Kegiatan pelepasliaran satwa dilindungi di taman wisata alam Kota Sorong oleh BBKSDA dan instansi terkait, Selasa (14/9). (Antara/ HO- BBKSDA Papua Barat)

Sorong (ANTARA) - Balai Besar Konservasi Sumber Daya Alam (BBKSDA) Papua Barat melepaskan seekor Landak Irian atau Zaglossus bruijnii, satwa liar langka yang hampir punah, bersama belasan jenis burung di Taman Wisata Alam Kota Sorong, Selasa.

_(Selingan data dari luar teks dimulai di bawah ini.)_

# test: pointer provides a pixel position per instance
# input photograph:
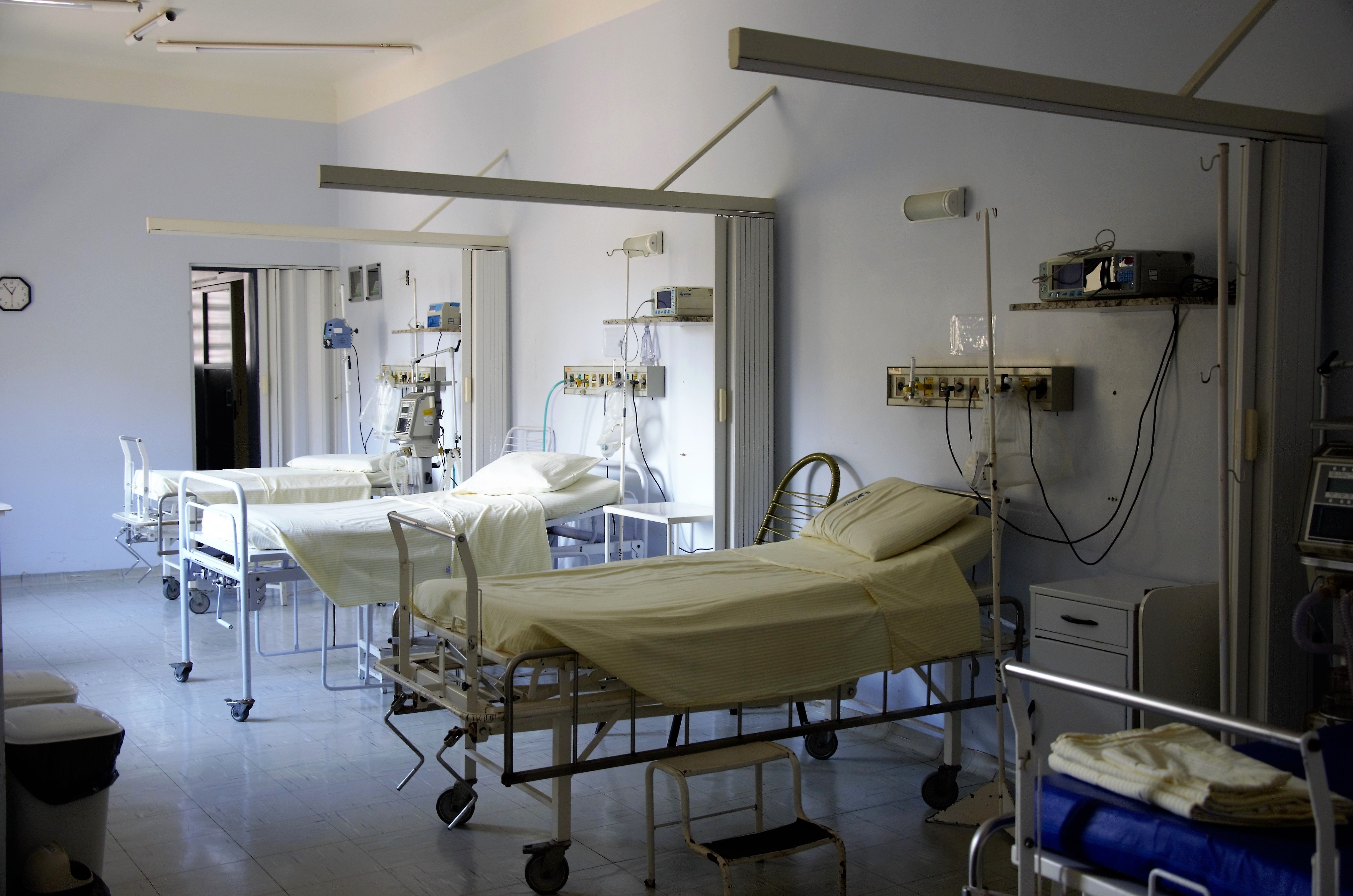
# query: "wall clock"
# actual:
(16, 294)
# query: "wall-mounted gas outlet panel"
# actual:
(1053, 388)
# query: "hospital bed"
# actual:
(588, 653)
(344, 549)
(1091, 840)
(151, 498)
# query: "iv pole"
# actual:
(996, 519)
(1224, 492)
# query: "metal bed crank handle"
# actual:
(1324, 869)
(474, 631)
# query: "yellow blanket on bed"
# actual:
(731, 626)
(1187, 772)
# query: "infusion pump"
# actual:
(1328, 520)
(420, 423)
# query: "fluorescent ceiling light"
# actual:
(136, 36)
(197, 47)
(106, 6)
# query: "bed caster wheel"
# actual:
(457, 804)
(820, 745)
(939, 789)
(547, 871)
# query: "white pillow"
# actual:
(528, 473)
(338, 464)
(888, 518)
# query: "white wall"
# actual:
(105, 348)
(858, 289)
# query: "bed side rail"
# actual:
(189, 503)
(1325, 864)
(132, 503)
(474, 600)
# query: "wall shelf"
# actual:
(666, 319)
(1151, 304)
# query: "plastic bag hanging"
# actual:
(649, 348)
(616, 426)
(1023, 439)
(382, 411)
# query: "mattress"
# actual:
(348, 550)
(268, 485)
(1130, 838)
(737, 626)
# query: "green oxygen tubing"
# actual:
(544, 424)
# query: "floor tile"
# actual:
(237, 879)
(302, 798)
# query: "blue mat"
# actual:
(1119, 834)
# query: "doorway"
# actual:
(225, 362)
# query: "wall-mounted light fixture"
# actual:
(199, 47)
(103, 6)
(136, 36)
(643, 245)
(937, 206)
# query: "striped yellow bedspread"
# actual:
(737, 626)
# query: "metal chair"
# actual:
(789, 511)
(529, 439)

Landak Irian dan belasan burung walik, burung merpati hutan dan burung mino wajah kuning yang dilepas liar di Taman Wisata Alam Kota Sorong tersebut merupakan hasil operasi BBKSDA dan instansi terkait lainnya.

Pelaksana Tugas Kepala BBKSDA Papua Barat Budi Mulyanto mengatakan bahwa satwa liar yang dilepas merupakan hasil penegakan operasi tim gabungan BBKSDA, Karantina Pertanian, Polsek KP3 Laut yang menggagalkan penyelundupan melalui kapal laut di pelabuhan laut pekan ini.

Dia menjelaskan bahwa satwa tersebut dilepasliarkan setelah mendapatkan hasil pengamanan dari karantina. BBKSDA kemudian melakukan observasi terhadap satwa tersebut dan diketahui bahwa satwa-satwa tersebut masih liar karena tangkapan dari alam, sehingga harus dikembalikan ke habitatnya.

Khusus Landak Irian atau biasa yang disebut Ekidna merupakan salah satu hewan langka yang dilindungi sehingga dilarang keras untuk dilalulintaskan ke luar Sorong.

Dikatakan bahwa di Taman Wisata Alam Kota Sorong, petugas BBKSDA pernah melihat beberapa anak Landak Irian sehingga landak hasil operasi ini dilepaskan di taman tersebut.

Ia berharap dengan pelepas satwa ini, masyarakat menyadari bahwa keanekaragaman hayati Papua dan Papua Barat perlu dijaga dan menjadi perhatian serius dari semua pihak.

"Terutama masyarakat agar tidak memburu atau memperdagangkan satwa endemik Papua karena akan mengganggu ekosistem alam," ujar dia.